Small Game, Small Step Back – Nintendo Gameboy – Super Mario Land – 1989

SUPER MARIO LAND
Game Boy
Nintendo
(c) 1989
Genre: Action Platformer

When you were younger and video games had just found their way into the mainstream, there were a few problems. Now, we’re not talking prices. We’re not talking about trying to find the entrance to the dungeon under the lake or other nonsense. We’re talking about the upset when you had to go to school or church or wherever your parents/significant other wanted you to go and you had to leave your game system behind. Then, the Game Boy came into our lives and added a whole new level of geekdom to our lives. A mobile and portable geekdom. Of the launch titles for this little piece of heaven, Super Mario Land is the first that many remember, despite its slight deviations from the classic Mario conventions. Where does this fall on the scale of Mario games, let along in the line of general retrospect? Let’s discuss, shall we?

In this entry, our heroic plumber finds himself in Sarasaland, another ‘once peaceful’ kingdom which is being terrorized by baddies. One particular baddie, Tatanga, is at the head of them, and this particular alien has abducted Princess Daisy, the ruler of the land. Once again, Mario has taken the challenge of rescuing a princess in trouble in a strange land. Fighting the hypnotized inhabitants of the four worlds in Sarasaland, Mario continues his adventures in monochrome beauty.
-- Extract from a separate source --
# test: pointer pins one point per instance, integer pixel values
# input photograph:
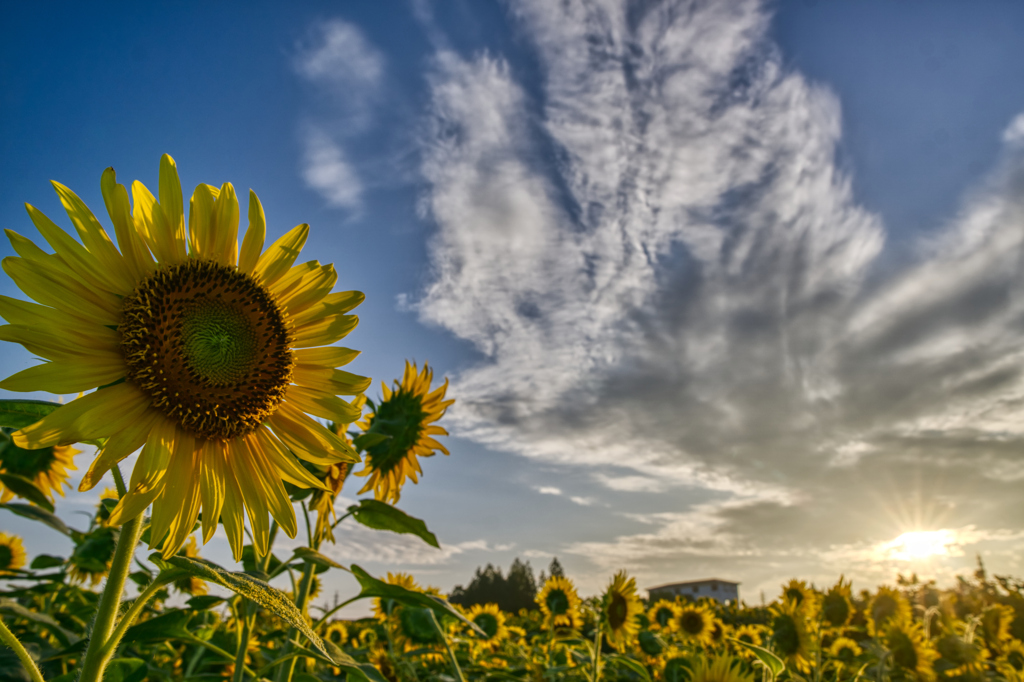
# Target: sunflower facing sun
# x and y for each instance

As you might imagine, this is not the same Mario you’ve been accustomed to on the NES. There are four worlds instead of the classic eight, each split into three zones. At the end of each, you fight a boss, and after that, you find Daisy. Well, in an interesting twist on the ‘princess in another castle’ bit, you find a monster disguised as Daisy. Some other interesting changes include levels taking place in submarines and airplanes- called ‘Marine Pops’ and ‘Sky Pops’ respectively- as well as a new power-up. Mushrooms and stars act the same, but flowers give you a strange ‘superball’ that collects coins for you when you throw it, as well as harms enemies. On top of that, while you still hop on enemies to kill them, some don’t die when this happens, and the Koopa Troopa type enemies actually explode a second or two after you jump on them. Also, if your expecting Luigi, Princess Peach, or Bowser here, you’re sorrowfully mistaken. An all new locale means all new character roster. There are some other small and somewhat noticeable changes, but the mechanics remain the same. Run, jump, and make it to the end of the levels.
Another fun bit is that at the end of each level, there are two exits. Go through the bottom one, you go to the next level. Reach the harder to get to upper one and you go through a short bonus game to win more lives or a Flower power-up. It’s a nice addition, despite the fact that the game’s not that hard or long. Also, much like the first game, this game offers a second mode which is much harder than the original playthrough. While I didn’t play through it, it does become available when you beat the original game, which again is not terribly hard. The time to clear it was probably about an hour, which is perfect for a portable game. All in all, while the changes are not as drastic as Super Mario Bros. 2, it is a bit of a difference from your original Mario games.

In terms of front end- well, this is a mixed bag. Arguably, this and Tetris are the two earliest games for the system, but the main graphics are relatively ugly. The backgrounds are well done, and some of the newer enemy models are nice, but Mario’s never looked worse, and even the Goombas and Koopas have declined in quality. Good enough for the time, but nostalgia only holds up so well. Due to the lack of levels, though, the backgrounds vary quite a bit through the game, which is a great thing in this case.
The music, on the other hand, is spectacular. Specifically, the theme in the second area. Sound effects have a certain futuristic feel to them, which fits the ‘alien’ feel that Tatanga brings to the rival counter. Of course, the system only offers so much in the way of sound, and the fact that the traditional Can-Can is used for invincibility doesn’t help anything. The original Mario theme only briefly appears in the mix of the Marine Pop level, and even then, it’s a passing resemblance. The soundtrack on the whole, however, is one of my favorites so far as Mario is concerned.

While there’s not much to talk about so far as this game goes, one thing is for sure: those who enjoy the Mario Bros. games will enjoy this game. It’s not as involved as Super Mario Bros 3, it’s not as innovative as Super Mario Bros 2, and it’s not as classic as the original Mario. Super Mario Land is its own game and, for better or for worse, it is the first outing on the portable systems. It’s fallen to the wayside as time has passed, but fond memories are easily found by anyone who owned the game. If you get the chance, check it out for yourself, but if not, you’re missing out on a good game. Not a great game, but certainly on par with at least the original.